Protes baru di Prancis atas undang-undang keamanan, pembatasan virus korona, Berita Eropa & Cerita Teratas


PARIS (AFP) – Puluhan ribu pengunjuk rasa di belasan kota Prancis pada Sabtu (30 Januari) menentang RUU keamanan yang mereka katakan akan membatasi pembuatan film dan publikasi gambar kebrutalan polisi, tetapi juga untuk memprotes pembatasan yang diberlakukan terhadap polisi. virus corona.

Mereka yang bergabung dalam demonstrasi termasuk aktivis dari gerakan “rompi kuning” yang mencengkeram Prancis selama lebih dari setahun sebelum pandemi membatasi protes skala besar.

Yang lainnya ada di sana untuk membela sektor budaya, terpukul keras oleh pembatasan yang diberlakukan untuk mengekang penyebaran virus corona.

Juga di antara para pengunjuk rasa adalah anak-anak muda yang menyerukan hak untuk mengadakan pesta rave seperti yang diadakan di Brittany yang menarik 2.400 penonton pada awal tahun.

“Saya punya dua alasan untuk datang hari ini – undang-undang keamanan komprehensif dan juga untuk mendukung budaya,” kata Kim, seorang pegawai magang pegawai negeri berusia 24 tahun.

“Banyak toko buka, metro penuh sesak, namun situs budaya tutup, meski kami bisa menerapkan langkah-langkah perlindungan” terhadap virus corona, katanya.

Para demonstran memprotes rancangan undang-undang yang akan melarang pembuatan film kegiatan polisi, yang menurut partai berkuasa Presiden Emmanuel Macron akan ditulis ulang.

Namun masyarakat juga memprotes penggunaan alat pengintai seperti drone dan kamera pejalan kaki.

Rekaman polisi kulit putih yang memukuli seorang produser musik kulit hitam di studionya di Paris pada 21 November telah memicu kemarahan atas undang-undang tersebut, yang dikecam oleh banyak orang sebagai sinyal ayunan ke kanan oleh Macron.

Angka turun

Menurut angka kementerian dalam negeri, 32.077 orang ternyata melakukan protes di seluruh Prancis, secara signifikan turun dari 133.000 yang mereka katakan menghadiri protes terbesar terhadap tindakan tersebut, pada bulan November – meskipun penyelenggara menempatkan jumlah pemilih sebenarnya pada lebih dari setengah juta orang.

Penyelenggara menempatkan penurunan jumlah akibat pembatasan virus corona, cuaca buruk, dan fakta bahwa ini hanyalah yang terbaru dari serangkaian protes yang panjang.

Prancis telah mencatat 75.000 kematian akibat virus korona sejak wabah dimulai dan negara itu bersiap untuk kemungkinan penguncian lainnya.

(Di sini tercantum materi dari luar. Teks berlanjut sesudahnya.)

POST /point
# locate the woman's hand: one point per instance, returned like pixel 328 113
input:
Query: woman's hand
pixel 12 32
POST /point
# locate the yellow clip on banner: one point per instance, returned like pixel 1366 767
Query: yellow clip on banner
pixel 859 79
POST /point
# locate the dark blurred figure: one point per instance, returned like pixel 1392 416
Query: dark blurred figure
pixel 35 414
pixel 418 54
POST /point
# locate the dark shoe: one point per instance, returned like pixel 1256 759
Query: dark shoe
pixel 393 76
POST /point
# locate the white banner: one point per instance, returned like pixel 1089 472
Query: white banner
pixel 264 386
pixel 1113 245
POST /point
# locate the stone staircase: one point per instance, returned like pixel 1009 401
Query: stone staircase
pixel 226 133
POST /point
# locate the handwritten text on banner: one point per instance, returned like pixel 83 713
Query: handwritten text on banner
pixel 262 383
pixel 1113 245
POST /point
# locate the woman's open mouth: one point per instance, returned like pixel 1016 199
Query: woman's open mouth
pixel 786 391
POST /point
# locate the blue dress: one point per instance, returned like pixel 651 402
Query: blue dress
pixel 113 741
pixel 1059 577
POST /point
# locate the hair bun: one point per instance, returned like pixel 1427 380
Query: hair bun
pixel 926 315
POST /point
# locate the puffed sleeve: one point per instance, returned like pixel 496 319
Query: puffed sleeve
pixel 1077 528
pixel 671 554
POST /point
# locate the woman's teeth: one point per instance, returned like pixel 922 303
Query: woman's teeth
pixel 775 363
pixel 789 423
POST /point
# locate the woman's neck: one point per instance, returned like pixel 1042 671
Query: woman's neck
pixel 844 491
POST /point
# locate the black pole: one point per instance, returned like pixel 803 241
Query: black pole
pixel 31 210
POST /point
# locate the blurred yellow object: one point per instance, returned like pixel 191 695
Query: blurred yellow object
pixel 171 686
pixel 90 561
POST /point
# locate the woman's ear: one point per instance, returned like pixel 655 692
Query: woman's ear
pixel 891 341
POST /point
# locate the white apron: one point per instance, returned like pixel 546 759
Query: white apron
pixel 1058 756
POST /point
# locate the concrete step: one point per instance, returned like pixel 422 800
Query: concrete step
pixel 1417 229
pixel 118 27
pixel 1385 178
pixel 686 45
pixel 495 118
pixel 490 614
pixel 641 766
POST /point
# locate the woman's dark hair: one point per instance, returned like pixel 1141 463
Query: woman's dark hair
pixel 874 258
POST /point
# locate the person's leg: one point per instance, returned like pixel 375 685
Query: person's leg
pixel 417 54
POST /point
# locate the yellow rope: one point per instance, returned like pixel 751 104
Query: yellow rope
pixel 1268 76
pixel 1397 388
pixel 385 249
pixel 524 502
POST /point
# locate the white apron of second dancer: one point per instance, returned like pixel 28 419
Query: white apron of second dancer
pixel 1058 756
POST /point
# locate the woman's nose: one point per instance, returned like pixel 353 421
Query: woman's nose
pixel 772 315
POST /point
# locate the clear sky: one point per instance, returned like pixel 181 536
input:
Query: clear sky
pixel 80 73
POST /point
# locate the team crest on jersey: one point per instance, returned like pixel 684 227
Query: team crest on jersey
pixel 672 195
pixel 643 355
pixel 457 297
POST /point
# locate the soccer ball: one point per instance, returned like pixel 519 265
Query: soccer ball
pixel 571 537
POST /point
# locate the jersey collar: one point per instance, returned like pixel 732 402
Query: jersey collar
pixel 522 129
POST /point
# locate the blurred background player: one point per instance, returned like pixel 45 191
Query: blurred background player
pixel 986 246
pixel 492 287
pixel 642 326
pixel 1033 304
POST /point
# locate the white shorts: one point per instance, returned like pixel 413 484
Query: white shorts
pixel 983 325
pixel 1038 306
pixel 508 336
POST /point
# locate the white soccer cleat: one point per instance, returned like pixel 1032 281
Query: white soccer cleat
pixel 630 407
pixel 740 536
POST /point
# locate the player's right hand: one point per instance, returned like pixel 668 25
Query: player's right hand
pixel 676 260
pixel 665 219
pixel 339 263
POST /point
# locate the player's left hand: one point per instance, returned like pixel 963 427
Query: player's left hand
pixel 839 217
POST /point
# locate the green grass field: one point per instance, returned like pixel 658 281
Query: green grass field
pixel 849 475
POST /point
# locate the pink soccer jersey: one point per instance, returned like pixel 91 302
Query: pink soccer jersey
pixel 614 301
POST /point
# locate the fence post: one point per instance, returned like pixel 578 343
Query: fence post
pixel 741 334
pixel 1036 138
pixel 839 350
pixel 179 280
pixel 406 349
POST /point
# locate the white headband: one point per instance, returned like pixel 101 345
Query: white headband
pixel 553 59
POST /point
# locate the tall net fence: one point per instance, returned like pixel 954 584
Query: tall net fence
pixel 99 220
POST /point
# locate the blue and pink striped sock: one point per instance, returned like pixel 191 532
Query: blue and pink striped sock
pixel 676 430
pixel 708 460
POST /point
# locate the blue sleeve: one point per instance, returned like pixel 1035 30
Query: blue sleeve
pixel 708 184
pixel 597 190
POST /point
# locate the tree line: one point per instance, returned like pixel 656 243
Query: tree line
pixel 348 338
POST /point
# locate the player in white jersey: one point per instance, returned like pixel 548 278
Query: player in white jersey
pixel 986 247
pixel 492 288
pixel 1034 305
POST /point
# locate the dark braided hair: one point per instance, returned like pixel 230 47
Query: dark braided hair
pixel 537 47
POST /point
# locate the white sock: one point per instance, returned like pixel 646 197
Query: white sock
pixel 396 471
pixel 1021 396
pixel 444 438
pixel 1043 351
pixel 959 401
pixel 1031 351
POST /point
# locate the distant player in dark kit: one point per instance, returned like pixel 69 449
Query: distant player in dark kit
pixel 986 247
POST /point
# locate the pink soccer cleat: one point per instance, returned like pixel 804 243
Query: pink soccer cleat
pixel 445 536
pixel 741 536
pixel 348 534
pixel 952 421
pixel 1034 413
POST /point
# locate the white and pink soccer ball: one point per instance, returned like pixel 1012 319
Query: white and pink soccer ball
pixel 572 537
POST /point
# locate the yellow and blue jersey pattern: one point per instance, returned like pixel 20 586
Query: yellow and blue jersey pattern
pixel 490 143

Di Paris, Place de la Republique yang besar setengah penuh, wartawan AFP melaporkan, sementara sekitar 3.000 orang berkumpul di Montpellier, Prancis selatan.

Sekitar pukul 5 sore, satu jam sebelum dimulainya jam malam 6-6 yang sekarang diberlakukan sebagai tindakan melawan virus Corona, bentrokan terjadi antara sekitar 50 pemuda dan polisi.

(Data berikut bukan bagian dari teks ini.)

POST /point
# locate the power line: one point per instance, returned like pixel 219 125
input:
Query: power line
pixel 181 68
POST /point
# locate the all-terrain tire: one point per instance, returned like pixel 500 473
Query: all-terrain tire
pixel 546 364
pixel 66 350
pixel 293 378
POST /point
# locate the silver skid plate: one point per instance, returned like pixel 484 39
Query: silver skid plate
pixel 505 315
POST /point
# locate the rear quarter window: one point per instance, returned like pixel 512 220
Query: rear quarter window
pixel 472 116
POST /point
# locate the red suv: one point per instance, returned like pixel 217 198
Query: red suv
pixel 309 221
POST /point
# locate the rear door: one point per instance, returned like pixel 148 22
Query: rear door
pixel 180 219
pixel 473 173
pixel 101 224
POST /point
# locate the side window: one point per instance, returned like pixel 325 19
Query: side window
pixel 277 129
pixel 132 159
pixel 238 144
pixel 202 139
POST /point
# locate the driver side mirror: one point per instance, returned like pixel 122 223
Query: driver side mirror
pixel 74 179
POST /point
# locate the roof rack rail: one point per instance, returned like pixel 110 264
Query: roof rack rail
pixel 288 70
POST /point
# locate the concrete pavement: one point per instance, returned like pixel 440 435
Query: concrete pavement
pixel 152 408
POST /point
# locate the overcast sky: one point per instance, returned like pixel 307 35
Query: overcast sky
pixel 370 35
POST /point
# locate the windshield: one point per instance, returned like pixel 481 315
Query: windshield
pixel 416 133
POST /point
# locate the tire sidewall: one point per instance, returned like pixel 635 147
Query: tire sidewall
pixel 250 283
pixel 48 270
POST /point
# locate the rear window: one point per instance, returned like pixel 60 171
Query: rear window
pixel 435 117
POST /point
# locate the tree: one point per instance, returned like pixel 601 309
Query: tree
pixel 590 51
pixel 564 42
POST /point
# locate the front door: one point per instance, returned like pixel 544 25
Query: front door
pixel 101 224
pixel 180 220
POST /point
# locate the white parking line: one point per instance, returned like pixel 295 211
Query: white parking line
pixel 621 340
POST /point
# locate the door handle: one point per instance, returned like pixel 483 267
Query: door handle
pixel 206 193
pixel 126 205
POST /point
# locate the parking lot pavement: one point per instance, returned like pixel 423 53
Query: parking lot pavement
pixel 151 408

Setelah dilempari proyektil, polisi menggunakan meriam air untuk membersihkan alun-alun. Kantor kejaksaan Paris mengatakan 26 orang telah ditahan.

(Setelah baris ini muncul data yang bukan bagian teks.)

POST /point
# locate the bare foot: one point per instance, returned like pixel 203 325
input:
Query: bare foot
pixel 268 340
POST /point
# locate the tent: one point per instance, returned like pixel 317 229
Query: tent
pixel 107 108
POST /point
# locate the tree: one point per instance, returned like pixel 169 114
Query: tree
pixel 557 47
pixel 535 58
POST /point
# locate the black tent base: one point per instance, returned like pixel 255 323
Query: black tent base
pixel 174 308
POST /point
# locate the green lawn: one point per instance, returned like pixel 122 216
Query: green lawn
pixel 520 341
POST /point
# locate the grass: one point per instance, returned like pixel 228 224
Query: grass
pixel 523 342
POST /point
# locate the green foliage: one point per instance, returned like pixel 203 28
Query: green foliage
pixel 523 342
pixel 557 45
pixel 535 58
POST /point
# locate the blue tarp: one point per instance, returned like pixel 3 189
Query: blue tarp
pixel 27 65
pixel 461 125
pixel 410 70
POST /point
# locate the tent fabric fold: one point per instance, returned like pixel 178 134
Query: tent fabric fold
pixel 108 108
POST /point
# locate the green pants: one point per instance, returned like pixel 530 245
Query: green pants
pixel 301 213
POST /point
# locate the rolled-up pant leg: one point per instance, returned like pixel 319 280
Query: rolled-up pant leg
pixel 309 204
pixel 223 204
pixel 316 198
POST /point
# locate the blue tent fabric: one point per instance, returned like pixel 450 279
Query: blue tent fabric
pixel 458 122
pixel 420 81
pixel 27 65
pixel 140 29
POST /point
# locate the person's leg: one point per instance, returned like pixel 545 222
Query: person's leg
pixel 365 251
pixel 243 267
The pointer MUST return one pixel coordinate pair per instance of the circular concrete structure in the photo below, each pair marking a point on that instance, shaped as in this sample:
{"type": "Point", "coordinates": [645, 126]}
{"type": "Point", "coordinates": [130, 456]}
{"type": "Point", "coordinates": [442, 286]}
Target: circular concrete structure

Ratusan orang menghadiri demonstrasi serupa di kota-kota lain.

Pemerintah beralasan RUU itu diperlukan karena aparat kepolisian menjadi sasaran penyerangan dan menyerukan kekerasan terhadap mereka di media sosial.

Tapi media Prancis mengatakan “rencana nasional baru penegakan hukum” digunakan untuk membatasi liputan media tentang demonstrasi.

Undang-undang keamanan yang diusulkan, yang telah disetujui oleh Majelis Nasional, akan diperiksa oleh Senat, majelis parlemen atas Prancis, pada bulan Maret.